Schmidt was born in Stargard, Pomerania (now Poland). He studied at the Universities of Halle and Berlin, before becoming the first theological student of Johannes Gossner, a minister of the Bethlehem Bohemian Church in Berlin. Gossner was the founder of the Evangelical Union for the Spread of Christianity among the Heathen, and he recommended Schmidt to lead a party of nine missionaries trained for work with a British society.

In 1837, Schmidt came to the notice of Rev John Dunmore Lang in Australia, via Samuel Johnson, a friend of Gossner's in London. After being joined by fellow missionary Christopher Eipper in Greenock, Scotland, Schmidt and his party set sail for Australia on the Minerva. Conditions aboard the ship were harsh, with Moritz Schneider, a surgeon employed by Lang, dying of typhoid en route. Schmidt arrived in Sydney in January 1838.

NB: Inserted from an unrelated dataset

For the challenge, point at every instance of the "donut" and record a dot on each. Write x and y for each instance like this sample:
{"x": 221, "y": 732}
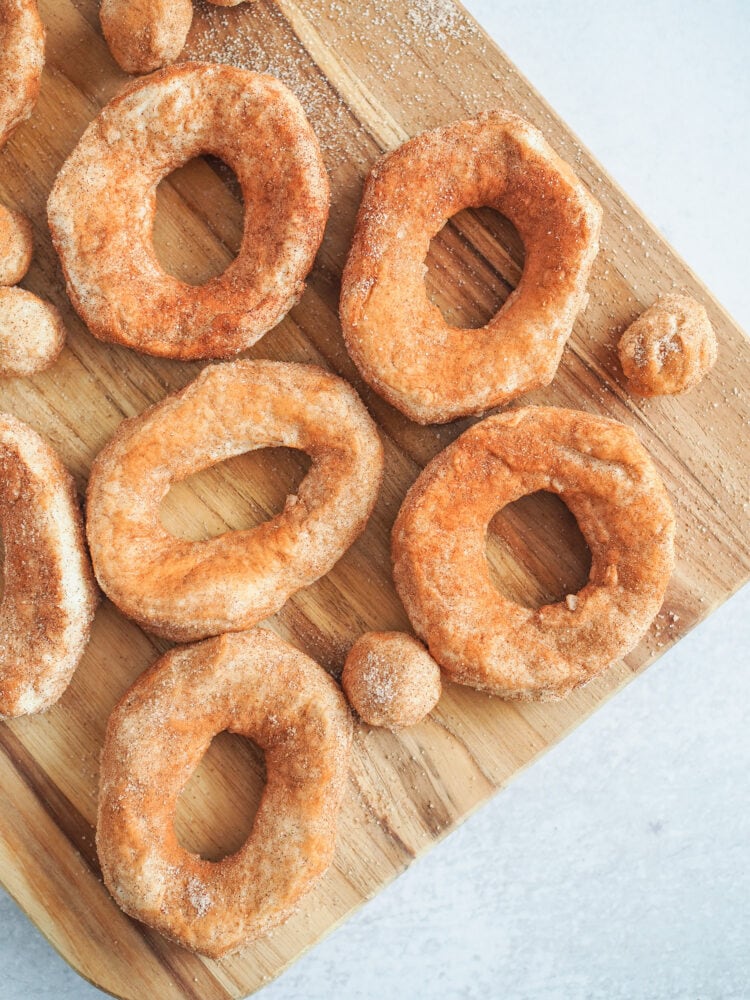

==Missionary Work in Australia==

===Sydney===

Upon arrival in Australia, Schmidt was admitted as a member of Lang's Presbyterian Synod of New South Wales on 15 March 1838. He founded the New South Wales Society in aid of the German Mission to the Aborigines, whose mission involved supporting a mission in connection with government funding. Schmidt ministered to a German congregation in Sydney for some months while a party scouted in the Moreton Bay area for a suitable site. Upon arrival in Brisbane in June 1838, Schmidt found that his scouting party had selected a location north of the settlement that they called Zion's Hill.

===Zion's Hill Mission===

He was the leader of the first European settlement in what is now the area of Nundah, Queensland, when he helped found the "Zion Hill" mission, located near to the modern-day "Walkers Way". Although joined by fellow German missionary Reverend Christopher Eipper, Schmidt did not have much success in bringing Christianity to the Aboriginal people in the area, and his mission was dismantled at the behest of the colonial government in 1846.

===Kilcoy Poisoning===

Schmidt was also notable for being involved in leaking the details of a deliberate mass poisoning of Aboriginal people at Kilcoy in Queensland to the Sydney press. Schmidt had recorded in his travel diary the details of the incident, in which as many as sixty Aboriginal people were given flour and other rations laced with strychnine by white settlers. Not wanting to upset the delicate situation and cause any reprisal attacks, the authorities attempted to hush up the affair. Fellow minister and evangelical reformer John Dunmore Lang published the details from Schmidt's travel diary in the Colonial Observer, causing a major scandal in Sydney, the colonial capital.

==Return to Europe, and Samoa==

Following the failure of the Zion's Hill mission, Schmidt returned to England in 1846. He briefly ministered to a Lutheran congregation in London before being accepted by the London Missionary Society. From 1848 to 1857, he served as a missionary in Samoa. On May 25, 1855, his wife died, and in 1857 he resigned from the society and started a free school for the children of foreign residents of the city of Apia in Samoa. Around this time he also married Salaneta, a Samoan woman, with whom he had one son. He died in Apia in early 1864.